Edward, who is interested in human capital development, defines mentorship as a relationship in which a more experienced or more knowledgeable person helps to guide a less experienced or less knowledgeable person. The mentor may be older or younger than the person being mentored, but they must have a certain area of expertise, he said.
“Mentorship is a learning and development partnership between someone with vast experience and someone who wants to learn. Interaction with an expert may also be necessary to gain proficiency with cultural tools.
“Mentorship experience and relationship structure affect the amount of psychosocial support, career guidance, role modelling and communication that occurs in the mentoring relationships in which the protégés and mentors engaged. A mentor, therefore, is one who guides and develops others in his or her line of expertise,” Edward said.
Edward said mentorship is a valuable tool for turning one’s visions to reality. He said almost every great person in history has had a mentor at one point in their lives or another in their rise to success, stressing that everyone ought to have at least one mentor in their journey through life.
Offering advice to especially the youths, the optometrist said everyone needs someone he or she can run to at any time to explain things to them, someone they can be accountable to.
“The best part about this whole thing is that you do not have to limit yourself to people from your field of study.
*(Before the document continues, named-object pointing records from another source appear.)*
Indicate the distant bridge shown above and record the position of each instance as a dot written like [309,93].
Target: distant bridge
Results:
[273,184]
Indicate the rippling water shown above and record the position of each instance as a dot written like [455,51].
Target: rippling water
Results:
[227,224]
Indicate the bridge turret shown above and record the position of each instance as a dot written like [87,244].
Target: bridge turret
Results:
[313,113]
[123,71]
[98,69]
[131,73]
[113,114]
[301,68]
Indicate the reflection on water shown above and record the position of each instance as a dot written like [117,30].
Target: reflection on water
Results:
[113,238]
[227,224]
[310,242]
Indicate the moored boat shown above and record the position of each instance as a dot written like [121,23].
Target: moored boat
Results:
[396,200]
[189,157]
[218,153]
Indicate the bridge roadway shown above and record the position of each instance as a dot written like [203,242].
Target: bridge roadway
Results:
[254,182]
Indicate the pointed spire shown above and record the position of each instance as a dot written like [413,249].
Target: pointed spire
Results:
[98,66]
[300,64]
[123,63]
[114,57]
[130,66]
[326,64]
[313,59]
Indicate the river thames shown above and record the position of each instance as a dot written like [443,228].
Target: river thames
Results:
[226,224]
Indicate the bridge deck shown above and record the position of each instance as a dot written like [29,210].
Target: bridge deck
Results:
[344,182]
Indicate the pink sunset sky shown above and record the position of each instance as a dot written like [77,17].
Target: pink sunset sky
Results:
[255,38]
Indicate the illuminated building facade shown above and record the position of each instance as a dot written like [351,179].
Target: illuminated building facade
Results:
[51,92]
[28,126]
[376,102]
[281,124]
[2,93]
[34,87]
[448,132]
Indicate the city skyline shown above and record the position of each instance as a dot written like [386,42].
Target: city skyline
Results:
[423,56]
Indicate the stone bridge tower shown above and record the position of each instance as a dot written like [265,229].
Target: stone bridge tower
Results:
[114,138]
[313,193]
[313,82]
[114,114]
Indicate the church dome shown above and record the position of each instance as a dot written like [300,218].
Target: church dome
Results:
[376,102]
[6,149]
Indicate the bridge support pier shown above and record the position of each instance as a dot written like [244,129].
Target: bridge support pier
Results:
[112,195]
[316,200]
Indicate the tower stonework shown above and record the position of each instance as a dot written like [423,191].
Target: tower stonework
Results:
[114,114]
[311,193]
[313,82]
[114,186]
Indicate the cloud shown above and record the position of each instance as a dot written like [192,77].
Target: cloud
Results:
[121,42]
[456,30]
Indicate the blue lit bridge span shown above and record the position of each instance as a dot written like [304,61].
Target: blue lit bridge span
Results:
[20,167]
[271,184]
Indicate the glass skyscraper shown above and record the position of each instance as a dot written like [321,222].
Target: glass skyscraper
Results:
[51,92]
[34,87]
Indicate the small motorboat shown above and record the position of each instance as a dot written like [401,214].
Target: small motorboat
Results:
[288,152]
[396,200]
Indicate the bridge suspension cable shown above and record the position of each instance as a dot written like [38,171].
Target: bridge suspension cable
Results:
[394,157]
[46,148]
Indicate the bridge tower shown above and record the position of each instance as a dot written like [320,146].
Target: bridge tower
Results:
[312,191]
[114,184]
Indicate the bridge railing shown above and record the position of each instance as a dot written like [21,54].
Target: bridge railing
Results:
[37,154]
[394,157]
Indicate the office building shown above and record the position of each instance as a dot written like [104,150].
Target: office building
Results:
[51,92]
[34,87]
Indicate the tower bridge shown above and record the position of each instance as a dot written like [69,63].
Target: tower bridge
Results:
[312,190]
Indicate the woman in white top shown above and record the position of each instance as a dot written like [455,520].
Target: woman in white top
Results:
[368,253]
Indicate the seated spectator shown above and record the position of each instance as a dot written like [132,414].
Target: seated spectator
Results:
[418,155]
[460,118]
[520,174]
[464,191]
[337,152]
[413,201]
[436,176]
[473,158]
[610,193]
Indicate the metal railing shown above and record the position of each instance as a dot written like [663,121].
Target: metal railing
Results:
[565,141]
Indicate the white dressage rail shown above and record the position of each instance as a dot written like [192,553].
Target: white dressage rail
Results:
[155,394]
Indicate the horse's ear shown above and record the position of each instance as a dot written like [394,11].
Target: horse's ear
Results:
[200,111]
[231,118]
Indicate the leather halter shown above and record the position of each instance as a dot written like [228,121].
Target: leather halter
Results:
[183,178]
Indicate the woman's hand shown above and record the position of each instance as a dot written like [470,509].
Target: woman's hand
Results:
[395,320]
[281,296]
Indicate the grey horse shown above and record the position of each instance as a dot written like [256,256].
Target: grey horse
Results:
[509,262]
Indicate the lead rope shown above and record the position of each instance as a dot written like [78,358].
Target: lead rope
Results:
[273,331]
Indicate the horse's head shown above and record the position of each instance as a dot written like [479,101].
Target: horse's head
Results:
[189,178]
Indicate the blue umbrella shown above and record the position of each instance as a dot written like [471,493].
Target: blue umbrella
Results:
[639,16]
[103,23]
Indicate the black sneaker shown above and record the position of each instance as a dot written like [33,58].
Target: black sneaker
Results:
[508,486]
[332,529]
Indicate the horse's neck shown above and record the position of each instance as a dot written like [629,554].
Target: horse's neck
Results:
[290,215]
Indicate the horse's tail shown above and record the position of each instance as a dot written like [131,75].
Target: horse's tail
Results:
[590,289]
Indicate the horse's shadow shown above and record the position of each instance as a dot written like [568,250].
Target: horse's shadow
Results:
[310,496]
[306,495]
There is also no limit to the amount of people you can have as mentors,” he said.
Edward, reflecting on his personal experience, said his choice of mentors was impressive, seeing that he chose two amazing individuals to follow in their footsteps – Nelson Mandela and Barack Obama.
“Everyone knows the roles Nelson Mandela played in the history of the Blacks. Fighting for freedom is not a day’s job. It takes a whole lot of determination and perseverance to achieve such a goal. He was South Africa’s first Black president and the first elected in a fully representative democratic election.
“Mandela’s government focused on dismantling the legacy of apartheid by tackling institutionalised racism and fostering racial reconciliation. Ideologically, an African nationalist and socialist, he served as the president of the African National Congress (ANC). I’m sure we’ll all agree that that was a job well done,” Edward said.
On why he chose former US President Barack Obama as a mentor, he recalled how Obama emerged as the first African-American president of the US, saying it takes a lot of bravery, courage, determination and perseverance to do that.
“These two case studies had amazing leadership skills and were totally goal-oriented,” Edward said.
He said picking them as his mentors were no coincidence, but merely showed he had the same tendencies and was obviously working to achieve the goals he has set in his line of discipline.
“This is no small feat and it is only with the appropriate amount of determination, courage and perseverance that this can be achieved,” he said.